そこで初めてちゃんと見て、ビビりました。なんだこりゃ、世の中にこんな面白いアニメがあるんか、と。
  
(時効だと思うから白状するけど違法アップロードサイトとかで見逃したエピソードとか補完してたりしてね、当時はそういう時代だったのです。) 

 で、気付いたらめちゃくちゃハマった。
もう四六時中Zeroの事しか考えられなくなるくらいそれは見事な沼への着水でした。 
 
  
そして同年春から始まった第二クール。先行上映会のライビュになぜかわざわざ行きにくい駅の映画館を選んで見に行くなどこの辺りから行動がだいぶ狂っていくんだけど、とにかく毎日が楽しかった。 
 
毎週土曜日が待ち遠しくて、同じタイミングで着水した友達と語り合い、また土曜日を待つ… 
 
夢のような日々を生きていました。  
それは私にとって大学最後の一年の始まりでもありましたが、脱オタなんかするより100倍楽しい人生がそこにはありました。 
 
回を追う毎に深刻になる物語に涙し、推しが死ねば友達と慰め合い、これ終わったあとどうやって生きていこうねなんて話しながら、最終回見た後は泣き過ぎて過呼吸になるという… 

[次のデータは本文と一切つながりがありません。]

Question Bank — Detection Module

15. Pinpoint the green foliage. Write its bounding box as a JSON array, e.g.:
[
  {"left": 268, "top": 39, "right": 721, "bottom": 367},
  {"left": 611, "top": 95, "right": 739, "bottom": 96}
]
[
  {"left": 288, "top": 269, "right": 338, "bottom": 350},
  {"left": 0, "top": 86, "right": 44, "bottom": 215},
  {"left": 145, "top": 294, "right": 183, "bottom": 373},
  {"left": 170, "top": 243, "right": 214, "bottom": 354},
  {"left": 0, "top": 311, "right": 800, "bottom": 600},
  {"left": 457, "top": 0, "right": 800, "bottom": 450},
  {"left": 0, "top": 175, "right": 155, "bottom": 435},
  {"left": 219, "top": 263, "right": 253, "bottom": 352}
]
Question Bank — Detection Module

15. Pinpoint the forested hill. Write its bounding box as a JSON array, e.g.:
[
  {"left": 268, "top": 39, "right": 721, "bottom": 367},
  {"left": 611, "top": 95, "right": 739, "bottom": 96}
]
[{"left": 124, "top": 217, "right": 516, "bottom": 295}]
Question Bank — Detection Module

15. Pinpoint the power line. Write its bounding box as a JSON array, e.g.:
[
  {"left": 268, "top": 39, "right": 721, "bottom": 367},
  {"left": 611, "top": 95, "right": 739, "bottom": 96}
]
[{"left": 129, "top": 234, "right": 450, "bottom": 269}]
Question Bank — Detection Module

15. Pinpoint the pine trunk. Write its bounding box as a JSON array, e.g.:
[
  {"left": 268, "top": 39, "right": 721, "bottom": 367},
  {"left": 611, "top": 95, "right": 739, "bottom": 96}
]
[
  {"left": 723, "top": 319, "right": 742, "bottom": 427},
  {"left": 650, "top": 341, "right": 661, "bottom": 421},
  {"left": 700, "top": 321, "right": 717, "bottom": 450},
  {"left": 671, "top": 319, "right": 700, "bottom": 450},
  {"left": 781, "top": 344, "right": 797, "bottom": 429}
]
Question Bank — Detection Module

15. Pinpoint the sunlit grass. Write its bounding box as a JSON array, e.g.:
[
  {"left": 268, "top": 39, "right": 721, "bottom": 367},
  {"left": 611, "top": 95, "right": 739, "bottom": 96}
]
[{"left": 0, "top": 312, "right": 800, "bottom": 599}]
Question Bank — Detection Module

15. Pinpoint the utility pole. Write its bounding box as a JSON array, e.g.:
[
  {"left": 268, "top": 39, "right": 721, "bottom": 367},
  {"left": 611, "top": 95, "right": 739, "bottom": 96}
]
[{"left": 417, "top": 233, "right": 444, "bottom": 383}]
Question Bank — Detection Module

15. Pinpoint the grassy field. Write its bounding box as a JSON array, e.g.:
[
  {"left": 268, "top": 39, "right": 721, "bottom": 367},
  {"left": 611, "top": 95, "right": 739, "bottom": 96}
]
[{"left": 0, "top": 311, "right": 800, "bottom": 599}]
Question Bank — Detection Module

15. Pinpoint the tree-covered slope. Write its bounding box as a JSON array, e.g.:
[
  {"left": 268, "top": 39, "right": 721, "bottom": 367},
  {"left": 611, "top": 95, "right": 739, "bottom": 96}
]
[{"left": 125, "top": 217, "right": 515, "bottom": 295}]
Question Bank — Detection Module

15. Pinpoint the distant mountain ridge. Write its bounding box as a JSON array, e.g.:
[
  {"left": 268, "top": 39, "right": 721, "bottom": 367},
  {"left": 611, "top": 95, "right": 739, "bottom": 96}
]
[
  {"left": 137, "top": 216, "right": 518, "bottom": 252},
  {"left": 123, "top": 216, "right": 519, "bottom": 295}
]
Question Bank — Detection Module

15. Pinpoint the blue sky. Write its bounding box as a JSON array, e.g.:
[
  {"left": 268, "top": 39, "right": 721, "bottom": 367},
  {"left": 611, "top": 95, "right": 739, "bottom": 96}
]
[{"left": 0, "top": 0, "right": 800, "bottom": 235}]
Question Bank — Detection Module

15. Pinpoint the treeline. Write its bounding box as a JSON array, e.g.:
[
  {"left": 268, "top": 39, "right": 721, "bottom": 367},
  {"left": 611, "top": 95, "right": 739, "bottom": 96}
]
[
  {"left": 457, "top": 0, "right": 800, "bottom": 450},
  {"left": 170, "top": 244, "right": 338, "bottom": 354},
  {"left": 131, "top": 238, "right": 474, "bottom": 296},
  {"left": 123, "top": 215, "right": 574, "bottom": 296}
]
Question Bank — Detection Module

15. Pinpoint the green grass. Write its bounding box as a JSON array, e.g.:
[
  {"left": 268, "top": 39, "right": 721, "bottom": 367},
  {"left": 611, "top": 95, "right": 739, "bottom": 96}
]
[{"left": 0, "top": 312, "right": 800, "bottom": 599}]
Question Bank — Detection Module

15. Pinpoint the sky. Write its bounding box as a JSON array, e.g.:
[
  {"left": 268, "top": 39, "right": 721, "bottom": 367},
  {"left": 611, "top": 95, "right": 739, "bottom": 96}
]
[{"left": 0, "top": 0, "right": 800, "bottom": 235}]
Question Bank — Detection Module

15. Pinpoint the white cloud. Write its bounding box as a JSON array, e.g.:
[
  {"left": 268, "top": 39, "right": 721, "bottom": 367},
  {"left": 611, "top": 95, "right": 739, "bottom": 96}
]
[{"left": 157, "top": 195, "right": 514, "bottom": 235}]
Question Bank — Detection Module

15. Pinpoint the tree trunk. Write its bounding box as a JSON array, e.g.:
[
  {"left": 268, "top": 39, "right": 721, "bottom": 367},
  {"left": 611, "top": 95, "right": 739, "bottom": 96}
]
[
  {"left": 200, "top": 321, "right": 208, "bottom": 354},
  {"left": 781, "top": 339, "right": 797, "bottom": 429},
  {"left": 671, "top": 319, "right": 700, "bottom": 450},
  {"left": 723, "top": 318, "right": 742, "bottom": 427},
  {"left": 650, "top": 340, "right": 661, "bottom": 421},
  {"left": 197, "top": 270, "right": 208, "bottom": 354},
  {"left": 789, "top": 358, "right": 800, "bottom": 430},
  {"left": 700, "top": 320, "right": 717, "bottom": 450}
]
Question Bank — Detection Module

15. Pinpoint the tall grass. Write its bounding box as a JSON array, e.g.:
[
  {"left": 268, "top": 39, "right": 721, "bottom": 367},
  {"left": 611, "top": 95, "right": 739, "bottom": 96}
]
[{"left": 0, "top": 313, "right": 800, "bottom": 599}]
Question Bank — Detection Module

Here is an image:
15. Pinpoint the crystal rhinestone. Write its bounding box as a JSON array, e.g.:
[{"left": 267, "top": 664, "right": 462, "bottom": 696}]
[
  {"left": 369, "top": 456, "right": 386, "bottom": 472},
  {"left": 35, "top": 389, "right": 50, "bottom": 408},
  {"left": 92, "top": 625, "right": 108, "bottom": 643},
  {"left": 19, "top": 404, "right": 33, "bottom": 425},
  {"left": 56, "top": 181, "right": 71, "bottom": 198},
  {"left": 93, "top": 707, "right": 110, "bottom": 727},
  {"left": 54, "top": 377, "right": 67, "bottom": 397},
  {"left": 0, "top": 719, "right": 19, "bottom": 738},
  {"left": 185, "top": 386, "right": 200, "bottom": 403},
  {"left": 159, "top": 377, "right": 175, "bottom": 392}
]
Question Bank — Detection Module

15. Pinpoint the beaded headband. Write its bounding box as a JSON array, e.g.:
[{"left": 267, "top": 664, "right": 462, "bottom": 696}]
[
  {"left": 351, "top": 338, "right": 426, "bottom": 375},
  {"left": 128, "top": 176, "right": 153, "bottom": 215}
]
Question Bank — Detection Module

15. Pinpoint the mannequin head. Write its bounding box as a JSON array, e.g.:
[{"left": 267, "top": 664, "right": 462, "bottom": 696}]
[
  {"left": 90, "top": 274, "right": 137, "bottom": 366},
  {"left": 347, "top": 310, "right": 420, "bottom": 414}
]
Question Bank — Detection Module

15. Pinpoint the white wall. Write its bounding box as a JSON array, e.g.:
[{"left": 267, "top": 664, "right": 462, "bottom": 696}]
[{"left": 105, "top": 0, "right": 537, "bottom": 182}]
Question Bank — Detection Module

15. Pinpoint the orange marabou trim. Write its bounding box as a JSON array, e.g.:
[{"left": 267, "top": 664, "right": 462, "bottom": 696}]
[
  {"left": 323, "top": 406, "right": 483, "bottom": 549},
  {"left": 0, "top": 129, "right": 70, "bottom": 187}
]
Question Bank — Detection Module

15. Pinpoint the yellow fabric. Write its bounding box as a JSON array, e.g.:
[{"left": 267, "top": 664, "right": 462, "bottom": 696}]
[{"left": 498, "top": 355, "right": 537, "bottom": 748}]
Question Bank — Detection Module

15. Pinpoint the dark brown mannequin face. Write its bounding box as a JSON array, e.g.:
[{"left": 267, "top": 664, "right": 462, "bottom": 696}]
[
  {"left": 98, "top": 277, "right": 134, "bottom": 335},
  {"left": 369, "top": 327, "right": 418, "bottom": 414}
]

 放送終了直後の聖杯戦争展にももちろん行きました。展示にいちいち感激し、良すぎて爆速で2周したのは昨日のことみたいに覚えてます。

コラボカフェにもそれはそれは通いました。
「コラボカフェ」という文化自体当時かなり斬新で、ufotableが始めたのが最初なんじゃないのかな?  
斬新すぎてシステムがよくわかっておらず友達みんなで行ってみたら思いっきり定休日とかいう椿事も起きました。  
Blu-rayBOXのクソでかい箱を店舗から1時間かけて電車で持ち帰ったりもして。そんな事もいちいち楽しかった。  
あと個人的にカフェに通うことで高円寺という街が好きになりました。いま私の将来の夢は高円寺に住む事です。 

 大学生活の最後、卒業旅行と称して、友達と神戸に聖地巡礼に行きました。
あの橋の下でOPや本編と完全に一致する角度とポーズを探して写真撮ったりして。行った事ある人はわかると思うけどあの下微妙に公園ぽくなってるじゃないですか、あそこに3時間くらいいたりね。観光しろよっていう。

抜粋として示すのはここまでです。